— Alors tu ne serais pas assez fou pour ne rien faire et te laisser mourir en cas de réaction anormale.
Serpent ôta sa robe de désert et releva la manche courte de sa tunique.
— La seconde chose, la voici. La vaccination laisse une petite cicatrice comme celle-ci.
La guérisseuse alla d’un groupe à l’autre pour montrer à tous la marque de sa première immunisation contre le venin.
— Alors si quelqu’un désire que la cicatrice se trouve à un endroit moins visible, qu’on me le dise.
La vue de cette petite marque insignifiante tranquillisa tout le monde, même Ao, qui se contenta de marmonner sans conviction que les guérisseurs pouvaient supporter n’importe quel poison.
Grum se présenta et Serpent fut frappée par sa pâleur.
— Grum, qu’est-ce qui ne va pas ?
— C’est à cause du sang. Ce doit être ça. Je crains la vue du sang.
— Tu n’en verras pas, ou si peu ! Tu n’as qu’à bien te détendre.
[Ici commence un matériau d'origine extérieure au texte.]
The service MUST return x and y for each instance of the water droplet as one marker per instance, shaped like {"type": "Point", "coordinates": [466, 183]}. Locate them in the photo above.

Tout en parlant à Grum d’une voix apaisante, Serpent nettoya le bras de la vieille femme avec de la teinture d’iode. La pharmacie portative logée dans la sacoche aux serpents ne contenait plus qu’un flacon de désinfectant, mais ce serait suffisant. Elle en rachèterait à La Montagne. Serpent fit tomber une goutte de sérum sur le haut du bras de Grum et la fit pénétrer dans sa peau au moyen de l’inoculateur.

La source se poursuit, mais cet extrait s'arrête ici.